Former Rangers captain Barry Beck said the team and USA hockey were “accountable” for the death of Mark Pavelich because they did not support the “Miracle on Ice” star as he battled mental illness — possibly related to head injuries suffered during a seven-year NHL career — prior to his passing Thursday at a mental health treatment facility in Minnesota.
Beck also took aim at the NHL, which he called “cowards,” hours after officials announced Friday that his 63-year-old former teammate was found dead.
The cause of death is under investigation.
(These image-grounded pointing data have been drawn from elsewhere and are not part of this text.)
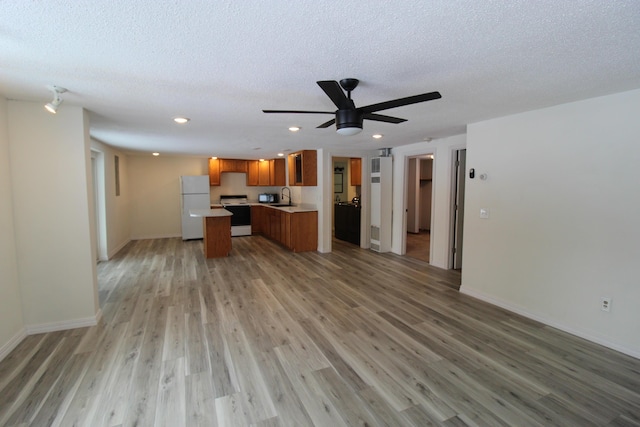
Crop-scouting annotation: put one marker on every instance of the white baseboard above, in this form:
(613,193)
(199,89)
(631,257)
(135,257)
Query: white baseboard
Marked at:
(12,343)
(63,325)
(159,236)
(546,321)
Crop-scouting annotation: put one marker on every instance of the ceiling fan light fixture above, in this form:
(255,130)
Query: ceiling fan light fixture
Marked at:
(349,131)
(348,122)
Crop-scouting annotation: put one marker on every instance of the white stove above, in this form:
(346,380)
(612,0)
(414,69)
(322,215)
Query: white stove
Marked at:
(239,206)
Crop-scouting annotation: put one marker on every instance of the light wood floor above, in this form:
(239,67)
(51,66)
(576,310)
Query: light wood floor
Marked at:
(270,338)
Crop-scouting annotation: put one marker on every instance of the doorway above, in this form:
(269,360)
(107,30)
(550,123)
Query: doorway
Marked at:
(457,208)
(419,207)
(346,215)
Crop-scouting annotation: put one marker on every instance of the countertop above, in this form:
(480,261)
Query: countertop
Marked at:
(287,208)
(209,212)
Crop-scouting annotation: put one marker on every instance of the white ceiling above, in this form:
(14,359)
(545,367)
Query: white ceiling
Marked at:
(134,65)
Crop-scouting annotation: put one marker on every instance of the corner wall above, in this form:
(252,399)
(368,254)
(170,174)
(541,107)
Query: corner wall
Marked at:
(50,181)
(11,321)
(562,232)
In a blistering, 946-word Facebook post, a heartbroken Beck blasted team president John Davidson, also a former teammate, for not returning an email asking the Rangers to “publicaly (sic) show their support for Mark by just saying one of their own former players was sick and we wish him well.”
But The Post learned Davidson had been in constant contact with former Rangers netminder Glen Healy of the NHL alumni association regarding Pavelich. In the Facebook post, Beck credited Healy and the alumni association for becoming “involved” with Pavelich.
“Well JD did not even return my email. I guess he was too [f–king] busy,” wrote Beck, a Rangers defenseman from 1979-86. “He should have picked up the phone and called me. That would have been the right thing to do as we were teammates and he certainly would have my back right?
“You’re on your throne now John but if our paths ever cross you better be ready. Or maybe just turn your back again.”
The Rangers, who declined to comment on Beck’s post, said in a statement Friday that they were “saddened” to learn of the passing of Pavelich, a hard-nosed, skilled center who spent five seasons with the organization from 1981-86 after playing a key role in the United States’ stunning gold medal win at the 1980 Olympics.
USA hockey and the NHL sent out similar statements. Both did not immediately respond to requests for comment in light of Beck’s post.
“The Rangers and USA hockey are accountable for Marks death,” Beck said. “The NHL has to grow a set of balls and take action.”
Pavelich was undergoing treatment at the facility as part of a civil commitment for assaulting his neighbor in Minnesota in August 2019. He was charged with felony assault but was found incompetent to stand trial because was deemed by the judge have a mental illness and dangerous.
Beck wrote that Pavelich’s sister, Jean, believed the Eveleth, Minn. native suffered from CTE, the degenerative brain disease often found in hockey and football players that is associated with depression, memory loss and dementia and can only be diagnosed after death.
The NHL and commissioner Gary Bettman has previously said that the “relationship between concussions and the asserted clinical symptoms of CTE remains unknown,” even as several other deceased players were found to have had the disease.
In 2016, the league settled an $18.9 million lawsuit with 302 retired players who claimed the NHL failed to protect them from head injuries or warn them of the risks involved with playing.
“Now not one NHL team will discuss CTE or any of their players, staff or employees,” wrote the 63-year-old Beck, who once told the Washington Post that he experiences depression as a result of concussions sustained in hockey. “After the CTE lawsuit the NHL was just happy they didn’t have to discuss it anymore. They told teams under no circumstances shall any team discuss CTE the shrinkage of the brain. Not even the stick boy.
“They don’t discuss it because their cowards. The only thing that matters to them is money.”
Following Pavelich’s arrest, Beck said he “immediately contacted his sister Jean to see how I could help. I asked her ‘has anyone from the Rangers or USA hockey contacted you yet to offer their support?’ No one called and still to this day no one called. Who the f&$k do these people think they are?
“They better not send their condolences now because they missed the boat,” Beck continued. “If they do I’ll chew them up from one end to the other.”
“USA hockey you can throw them in the same boat as the Rangers,” Beck wrote. Wouldn’t respond to help Mark. A [f–king] American hero!! You stupid MF’S!
Beck said he was “deeply saddened, shocked and overcome with grief” upon hearing of Pavelich’s death.
He said the two had spoken recently, adding that Pavelich was there for him after Beck’s son, Brock, was killed in July in Hamilton, Canada.
“Climbing one big mountain to overcome my sons death is a difficult task. Now I have two mountains to climb,” Beck said. “Well I’m ready to climb for Mark now.”